Video: Excited delirium instructor says TASERs crucial
In response to '60 Minutes,' an officer says TASERs quell erratic suspects
By PoliceOne Staff
LAS VEGAS — A police officer is defending TASERs in light of Sunday's "60 Minutes" episode on the devices, citing excited delirium as a primary reason officers should carry one.
"Superhuman strength, impervious to pain, bizarre, incoherent speech" are symptoms of the condition, which causes suspects to become "not even necessarily cognizant of our commands," Officer Marcus Martin of the Las Vegas Metro Police Department said.
In a CBS video, a camera on a TASER shows a suspect who exposed himself to children in a parking lot and then ran away — a possible example of the condition, which police said can be humbling for officers.

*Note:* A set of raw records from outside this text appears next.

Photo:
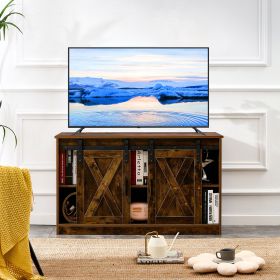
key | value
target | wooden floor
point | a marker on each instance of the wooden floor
(227, 231)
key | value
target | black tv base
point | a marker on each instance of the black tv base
(79, 130)
(197, 130)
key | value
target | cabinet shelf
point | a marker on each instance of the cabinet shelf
(209, 185)
(67, 186)
(139, 186)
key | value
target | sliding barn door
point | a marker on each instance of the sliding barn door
(100, 187)
(175, 186)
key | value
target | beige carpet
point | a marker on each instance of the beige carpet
(115, 258)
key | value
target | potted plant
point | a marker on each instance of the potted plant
(5, 23)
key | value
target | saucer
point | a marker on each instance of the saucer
(216, 260)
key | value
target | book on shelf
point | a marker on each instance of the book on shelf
(145, 167)
(216, 202)
(62, 167)
(139, 167)
(210, 206)
(133, 167)
(74, 167)
(68, 167)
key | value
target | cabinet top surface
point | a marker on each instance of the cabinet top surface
(136, 135)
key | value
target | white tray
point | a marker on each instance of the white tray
(172, 257)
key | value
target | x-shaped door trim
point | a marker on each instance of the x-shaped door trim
(174, 187)
(103, 183)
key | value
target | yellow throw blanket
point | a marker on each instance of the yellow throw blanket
(15, 207)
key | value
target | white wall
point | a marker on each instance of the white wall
(244, 42)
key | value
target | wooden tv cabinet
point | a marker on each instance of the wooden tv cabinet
(103, 192)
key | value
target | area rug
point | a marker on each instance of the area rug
(105, 259)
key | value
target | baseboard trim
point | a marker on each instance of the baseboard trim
(252, 220)
(238, 220)
(43, 219)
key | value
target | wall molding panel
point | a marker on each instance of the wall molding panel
(261, 117)
(263, 28)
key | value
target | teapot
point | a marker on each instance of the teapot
(157, 246)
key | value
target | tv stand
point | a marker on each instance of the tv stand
(79, 130)
(197, 130)
(95, 196)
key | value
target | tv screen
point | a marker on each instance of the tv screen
(138, 87)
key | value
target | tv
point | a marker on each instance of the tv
(138, 87)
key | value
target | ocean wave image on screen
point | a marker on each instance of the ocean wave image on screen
(161, 97)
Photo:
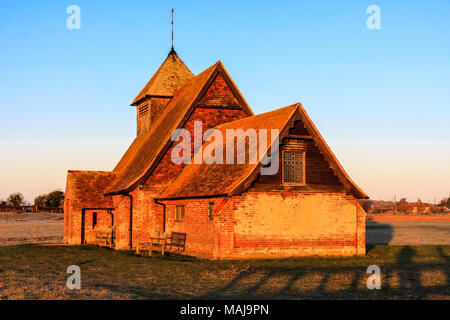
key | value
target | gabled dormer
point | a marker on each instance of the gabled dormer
(159, 90)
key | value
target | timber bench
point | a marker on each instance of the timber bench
(176, 242)
(104, 236)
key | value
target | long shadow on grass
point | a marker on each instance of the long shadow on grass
(400, 280)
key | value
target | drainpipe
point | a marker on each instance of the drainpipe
(131, 219)
(164, 214)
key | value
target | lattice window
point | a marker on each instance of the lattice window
(293, 167)
(179, 214)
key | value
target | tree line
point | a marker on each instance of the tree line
(54, 199)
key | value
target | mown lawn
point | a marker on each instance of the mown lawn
(39, 272)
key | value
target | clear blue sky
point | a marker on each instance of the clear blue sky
(381, 98)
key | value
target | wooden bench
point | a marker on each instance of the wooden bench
(105, 236)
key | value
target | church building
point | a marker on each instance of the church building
(308, 206)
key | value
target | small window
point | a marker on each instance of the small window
(94, 219)
(210, 211)
(179, 214)
(293, 167)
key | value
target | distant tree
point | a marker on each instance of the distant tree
(54, 199)
(16, 199)
(40, 200)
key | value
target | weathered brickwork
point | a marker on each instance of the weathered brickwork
(271, 224)
(292, 223)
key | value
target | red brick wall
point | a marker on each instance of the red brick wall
(204, 238)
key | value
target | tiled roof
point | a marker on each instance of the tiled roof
(86, 188)
(169, 77)
(200, 180)
(145, 151)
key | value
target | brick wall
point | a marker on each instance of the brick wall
(297, 224)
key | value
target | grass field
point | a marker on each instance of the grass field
(39, 272)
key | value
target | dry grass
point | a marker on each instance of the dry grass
(38, 272)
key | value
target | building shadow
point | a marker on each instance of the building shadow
(401, 278)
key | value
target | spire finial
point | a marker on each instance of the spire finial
(172, 29)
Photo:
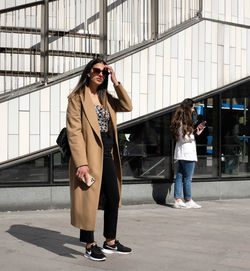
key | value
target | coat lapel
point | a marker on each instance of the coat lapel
(89, 109)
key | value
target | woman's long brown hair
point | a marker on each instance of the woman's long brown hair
(182, 117)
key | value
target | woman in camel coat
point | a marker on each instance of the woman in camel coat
(92, 135)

Martin, a certified instructor on excited delirium, says he can recall several such cases, and according to reports, more police think using a TASER is the quickest way to subdue a suspect who is agitated and unruly.
"Without [a TASER], we're dog-piling this person. It's a prolonged, drawn-out altercation," Martin said.
Critics question whether excited delirium is real, calling it a blanket term too vague for symptoms that might be more complicated, sources said.
"Admittedly, it's a controversial term," Martin said. But, he added, the controversy does not make the threat any less real.
"Don't tell us that it doesn't exist when we're rolling around in the jail cell with it, or when we're rolling around in the streets with it," Martin said.